Tom Nelson, captain of the police department's special teams and a 23-year veteran of the force, abruptly retired Jan. 14, shortly after police received questions about the traffic accident, Lt. Dave Parker said.
"We can say he honorably retired shortly after the incident," Parker said.
After 20 years of service, officers are eligible to retire with full benefits, and they can do so without notice at the time of their choosing, Parker said.
The Daily News first inquired about Nelson's accident on Jan. 6, two days after it happened. At the time, deputy police chief Ross Plummer, citing an ongoing investigation, would only say that an unspecified officer was under internal investigation and that a criminal investigation had found no laws had been broken.
This week, Plummer released the accident report but said city attorneys had authorized the department to release only the following statement:
"Tom Nelson separated from the municipality. At the time of his separation he was a captain with the Anchorage Police Department," Plummer said. "The separation is a confidential personnel matter."
He directed inquiries to the city officials, who, citing privacy laws, also would not discuss the result of the internal investigation.
"Based on legal advice, personnel issues are confidential and there is a privacy right in these matters," said Lisa Arnold, acting employee relations director. "We treat all personnel issues as confidential information, so any ... result of an internal investigation would fall under that confidentiality."
Repeated efforts to contact Nelson at his home and through the police department were unsuccessful.
According to the police accident report, Nelson's city-owned vehicle, a bronze Chevrolet Impala, had been heading out of Anchorage on the Glenn Highway along the S-curves the night of Jan. 4. The pavement was dry and the night clear when the vehicle slid off the road before the weigh station and broke down in the median, causing damage to the vehicle in excess of $501, the report says.

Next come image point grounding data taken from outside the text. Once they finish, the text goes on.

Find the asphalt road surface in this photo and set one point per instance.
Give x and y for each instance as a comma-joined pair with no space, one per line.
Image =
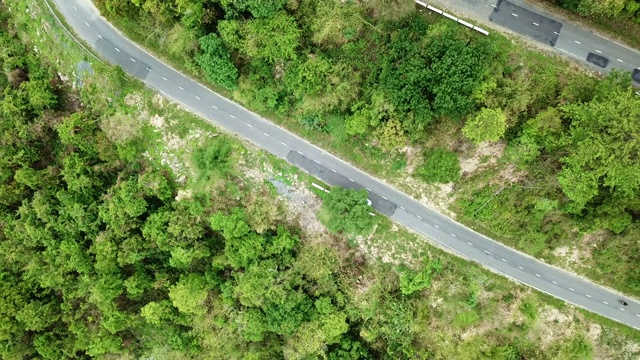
113,47
566,38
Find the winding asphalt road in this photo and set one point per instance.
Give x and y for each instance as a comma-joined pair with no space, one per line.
84,18
583,45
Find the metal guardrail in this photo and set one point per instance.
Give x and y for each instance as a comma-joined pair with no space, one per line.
447,15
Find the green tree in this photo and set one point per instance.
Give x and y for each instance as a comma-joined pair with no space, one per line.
346,210
486,125
216,62
601,172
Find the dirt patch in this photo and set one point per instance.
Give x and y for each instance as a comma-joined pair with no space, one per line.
512,174
569,256
485,154
133,99
302,204
414,157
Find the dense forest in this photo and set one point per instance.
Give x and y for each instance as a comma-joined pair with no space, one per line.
373,79
105,253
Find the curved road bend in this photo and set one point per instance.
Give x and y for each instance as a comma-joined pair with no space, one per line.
114,47
570,40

Minutes later, a police officer on his way to work pulled onto the Glenn at Hiland Road and headed south. Seeing the vehicle with its headlights on in the center median, he called dispatch to report the distressed vehicle at 10:09 p.m., the report says.

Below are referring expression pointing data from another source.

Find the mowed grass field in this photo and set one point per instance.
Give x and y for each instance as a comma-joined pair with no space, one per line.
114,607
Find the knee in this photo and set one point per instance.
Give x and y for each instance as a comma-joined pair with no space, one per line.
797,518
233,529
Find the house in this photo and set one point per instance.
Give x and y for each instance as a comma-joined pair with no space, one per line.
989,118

The officer, Jonathan Lee, saw at least two people on the roadway near the passenger door, although he couldn't describe them, the accident report says.
"As I slowed and looked back I saw a vehicle outbound had turned its flashers on near where the vehicle was at," Lee wrote in the report.

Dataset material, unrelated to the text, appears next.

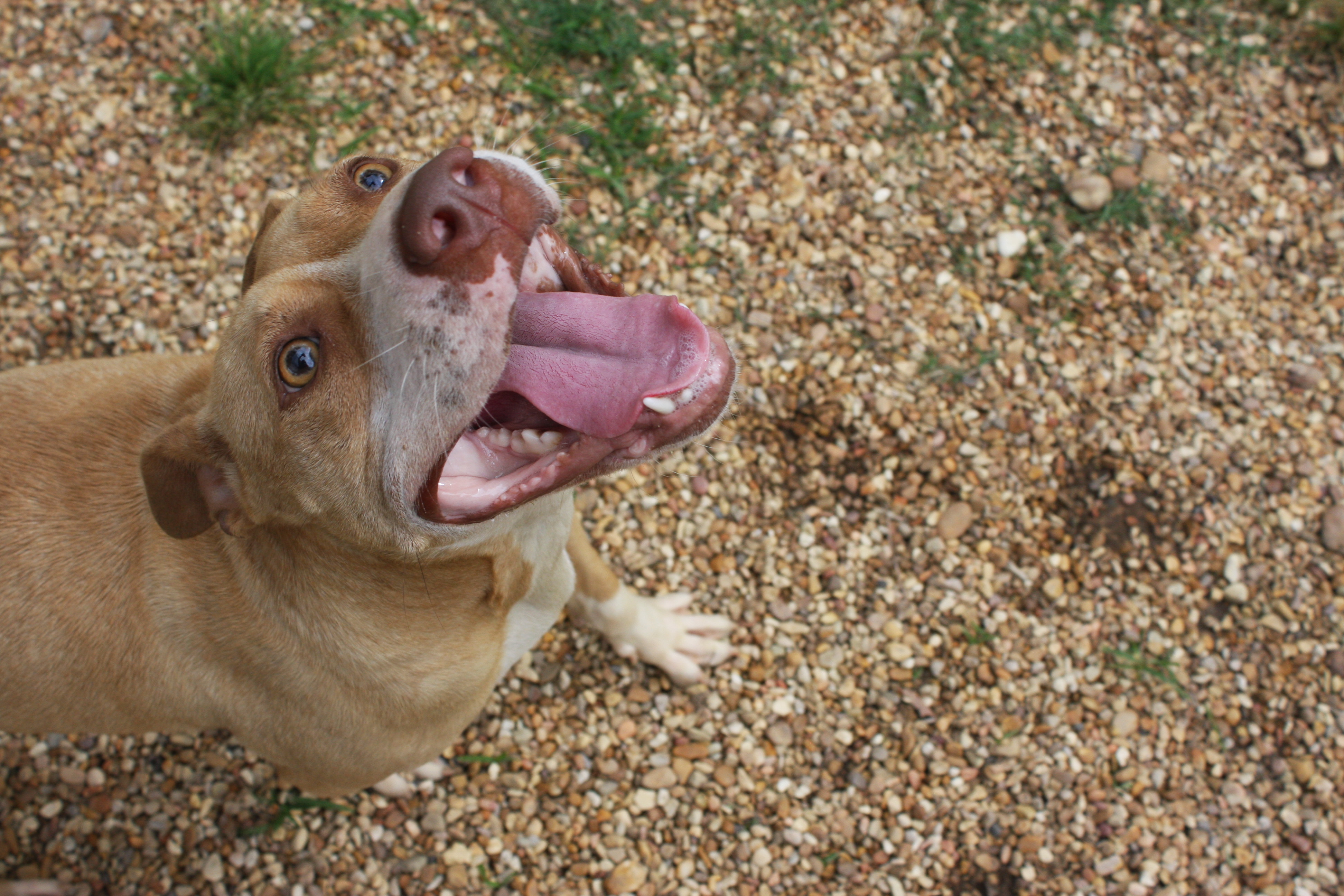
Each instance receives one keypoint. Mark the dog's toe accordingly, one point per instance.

By the time officer Shawn Davies arrived on scene at 10:18 p.m., no one was there.
The report indicates a police supervisor, Sgt. Gerard Asselin, was dispatched to Nelson's home to find out what had happened. There, Nelson told Asselin that an unknown vehicle had maneuvered in a way that caused him to crash into the ditch, the report says.
The report does not offer an explanation for why Nelson left his police vehicle at the scene of the accident without reporting it.
It does say that alcohol is suspected in the cause of the crash but doesn't indicate if or how long after the accident Nelson was given a breath-alcohol test, which under city law is required of municipal employees following an accident.
Police, citing personnel laws, refused to release further details on the case, including the results of any alcohol test Nelson took. They would say only that no crime had been committed -- indicating that the results of any such test did not break the .08 blood-alcohol content threshold for driving under the influence.
"The criminal procedures were followed and he was not found to be DUI," Parker said.
A message left at the municipal attorney's office seeking comment on the city policy regarding alcohol use on the job drew a response from mayoral spokeswoman Jenny Evans.
She pointed to, but said she couldn't interpret, a section of the law that says city employees cannot work or drive a city vehicle if they have a blood-alcohol content of .02 or more.
Under the city code, municipal employees testing between .02 and .03 will be disciplined but not terminated on the test results alone. Employees testing .04 or greater can be fired.
City law on reporting accidents requires any driver involved in an accident resulting in total property damage to "an apparent extent" of $500 or more to "immediately by the quickest means of communication" notify police.
Parker said he didn't know the specifics of why Nelson wasn't charged with failing to report the accident or with leaving its scene, but that there could have been a problem proving the case.